House price index for October 2012
- Published: Tuesday 17 December, 2013
- Category: House price index
- By: Ben Gosling
- Updated: Friday 08 July, 2016
The Land Registry house price index for October was published yesterday. The Index currently stands at 259.5, representing a seasonally adjusted* monthly decrease of 0.3%.
The average house price across England and Wales is £161,605. Regionally, the highest average price is in London (£364,574), whereas the North East retains by far the lowest (£96,061). The North East has also show the largest negative change monthly (–4.2%) and annually (–5.8%).
The largest monthly growth (1.5%) has occurred in Wales, whereas the highest annual growth (7.0%) has occurred in London. In London, the borough of Kensington and Chelsea has shown the highest positive annual increase of 15.9% (with an average house price of £798,128).
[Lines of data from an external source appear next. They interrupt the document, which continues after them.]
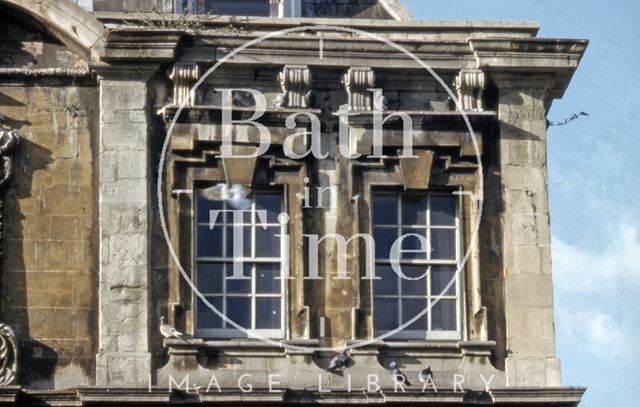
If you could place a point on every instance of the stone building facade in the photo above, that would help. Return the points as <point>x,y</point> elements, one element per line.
<point>106,144</point>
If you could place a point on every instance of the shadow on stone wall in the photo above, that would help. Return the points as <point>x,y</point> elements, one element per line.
<point>38,360</point>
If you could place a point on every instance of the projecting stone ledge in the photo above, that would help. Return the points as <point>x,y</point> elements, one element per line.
<point>80,396</point>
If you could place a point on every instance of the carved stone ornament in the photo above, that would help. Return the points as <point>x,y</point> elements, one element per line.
<point>470,84</point>
<point>9,139</point>
<point>295,81</point>
<point>357,81</point>
<point>184,76</point>
<point>8,355</point>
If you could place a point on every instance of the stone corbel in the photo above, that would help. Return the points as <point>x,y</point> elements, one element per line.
<point>470,85</point>
<point>357,81</point>
<point>183,77</point>
<point>416,171</point>
<point>9,139</point>
<point>295,81</point>
<point>240,168</point>
<point>8,355</point>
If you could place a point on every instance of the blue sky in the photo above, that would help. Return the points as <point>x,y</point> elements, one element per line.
<point>594,187</point>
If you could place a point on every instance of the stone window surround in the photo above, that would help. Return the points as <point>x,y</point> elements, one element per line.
<point>231,333</point>
<point>395,181</point>
<point>459,248</point>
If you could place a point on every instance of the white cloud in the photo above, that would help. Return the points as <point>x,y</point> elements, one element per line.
<point>596,301</point>
<point>595,332</point>
<point>578,270</point>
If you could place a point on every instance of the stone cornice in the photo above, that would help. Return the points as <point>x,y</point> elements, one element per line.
<point>461,29</point>
<point>540,396</point>
<point>527,54</point>
<point>566,396</point>
<point>143,44</point>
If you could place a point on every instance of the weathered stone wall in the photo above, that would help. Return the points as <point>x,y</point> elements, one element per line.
<point>47,279</point>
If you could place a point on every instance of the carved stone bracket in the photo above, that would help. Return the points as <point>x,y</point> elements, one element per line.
<point>8,355</point>
<point>357,82</point>
<point>295,81</point>
<point>183,77</point>
<point>470,84</point>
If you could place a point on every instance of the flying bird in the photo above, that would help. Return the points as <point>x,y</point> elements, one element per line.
<point>339,362</point>
<point>397,376</point>
<point>567,120</point>
<point>426,375</point>
<point>235,196</point>
<point>169,331</point>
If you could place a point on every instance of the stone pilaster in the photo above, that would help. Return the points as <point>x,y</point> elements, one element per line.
<point>526,250</point>
<point>357,82</point>
<point>470,85</point>
<point>184,76</point>
<point>295,81</point>
<point>124,359</point>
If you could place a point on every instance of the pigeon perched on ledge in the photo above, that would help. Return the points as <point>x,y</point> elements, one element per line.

Barking and Dagenham has shown the highest monthly increase of 1.9%, though continues to hold the lowest average London price of £214,786.
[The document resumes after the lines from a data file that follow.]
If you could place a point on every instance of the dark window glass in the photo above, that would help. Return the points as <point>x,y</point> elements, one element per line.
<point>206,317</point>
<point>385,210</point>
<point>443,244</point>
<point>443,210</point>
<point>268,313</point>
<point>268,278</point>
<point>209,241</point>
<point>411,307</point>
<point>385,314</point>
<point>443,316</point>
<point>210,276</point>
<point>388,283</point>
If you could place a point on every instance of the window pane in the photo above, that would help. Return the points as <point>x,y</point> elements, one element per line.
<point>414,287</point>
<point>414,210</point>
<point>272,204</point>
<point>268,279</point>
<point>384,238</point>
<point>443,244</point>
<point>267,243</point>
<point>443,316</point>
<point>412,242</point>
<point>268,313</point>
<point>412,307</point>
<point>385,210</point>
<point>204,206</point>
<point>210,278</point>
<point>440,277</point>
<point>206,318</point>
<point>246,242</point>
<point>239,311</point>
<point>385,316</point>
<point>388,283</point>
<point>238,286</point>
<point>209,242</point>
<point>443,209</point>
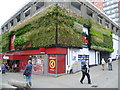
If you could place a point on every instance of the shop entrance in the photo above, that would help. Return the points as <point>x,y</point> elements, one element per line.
<point>56,64</point>
<point>13,65</point>
<point>38,63</point>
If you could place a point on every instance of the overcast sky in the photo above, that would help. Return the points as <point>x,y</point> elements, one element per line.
<point>9,7</point>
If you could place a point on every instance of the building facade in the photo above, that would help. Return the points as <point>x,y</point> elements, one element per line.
<point>111,8</point>
<point>65,39</point>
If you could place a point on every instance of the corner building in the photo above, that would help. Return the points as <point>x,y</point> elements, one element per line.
<point>58,36</point>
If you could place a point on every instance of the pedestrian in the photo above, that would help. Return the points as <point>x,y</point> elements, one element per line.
<point>85,71</point>
<point>3,69</point>
<point>103,63</point>
<point>27,73</point>
<point>110,64</point>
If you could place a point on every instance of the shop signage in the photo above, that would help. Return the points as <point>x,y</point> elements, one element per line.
<point>85,37</point>
<point>5,57</point>
<point>52,64</point>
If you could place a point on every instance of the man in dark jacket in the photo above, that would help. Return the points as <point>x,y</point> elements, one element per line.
<point>27,73</point>
<point>85,71</point>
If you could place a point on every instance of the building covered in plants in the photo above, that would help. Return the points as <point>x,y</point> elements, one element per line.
<point>57,37</point>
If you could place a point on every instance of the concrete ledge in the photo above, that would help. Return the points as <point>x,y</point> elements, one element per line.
<point>7,86</point>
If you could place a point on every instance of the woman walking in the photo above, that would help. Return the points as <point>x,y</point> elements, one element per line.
<point>27,73</point>
<point>85,71</point>
<point>103,63</point>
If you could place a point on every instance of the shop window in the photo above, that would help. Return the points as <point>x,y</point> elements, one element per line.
<point>11,22</point>
<point>12,38</point>
<point>39,5</point>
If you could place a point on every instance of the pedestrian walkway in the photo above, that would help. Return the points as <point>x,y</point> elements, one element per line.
<point>104,79</point>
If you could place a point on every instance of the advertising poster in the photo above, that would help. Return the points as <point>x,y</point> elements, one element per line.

In a twist, the City of Westminster – which showed both the highest annual and monthly increases in September – has this month demonstrated the most depreciation, with a movement of –1.6% in the average price.
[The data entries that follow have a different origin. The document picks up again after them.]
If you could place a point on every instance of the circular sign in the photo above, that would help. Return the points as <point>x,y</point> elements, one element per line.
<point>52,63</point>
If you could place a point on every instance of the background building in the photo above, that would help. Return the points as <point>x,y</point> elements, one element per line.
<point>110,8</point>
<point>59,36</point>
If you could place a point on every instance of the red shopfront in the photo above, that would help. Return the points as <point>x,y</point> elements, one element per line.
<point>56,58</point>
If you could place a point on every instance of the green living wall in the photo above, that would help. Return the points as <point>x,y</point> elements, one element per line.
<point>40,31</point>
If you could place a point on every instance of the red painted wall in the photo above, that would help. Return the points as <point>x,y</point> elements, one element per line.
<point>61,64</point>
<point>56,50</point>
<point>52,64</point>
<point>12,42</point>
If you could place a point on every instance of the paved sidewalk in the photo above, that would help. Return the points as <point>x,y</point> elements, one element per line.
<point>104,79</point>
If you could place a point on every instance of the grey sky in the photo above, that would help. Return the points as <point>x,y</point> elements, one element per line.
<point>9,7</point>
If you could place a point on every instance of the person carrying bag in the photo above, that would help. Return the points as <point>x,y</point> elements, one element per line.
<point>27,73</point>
The highest-priced London borough is Kensington and Chelsea, with an average house price of £1,094,203.
Across England and Wales, flats and maisonettes continue to be the property type which has shown the largest annual increase, though the increase from October 2011 to October 2012 (2.8%) is lower than the increase from September 2011 to September 2012 (3.6%).
The house price index is calculated using the values of properties sold more than once since January 1995 (with the average value at that time representing the base level of 100.0). Selling prices from approximately 6 million identified properties (from the full dataset of 16 million) are used.
* The Land Registry’s data is revised each month as additional data is added – please see www.landregistry.gov.uk for more information.
This information should not be interpreted as financial advice. Mortgage and loan rates are subject to change.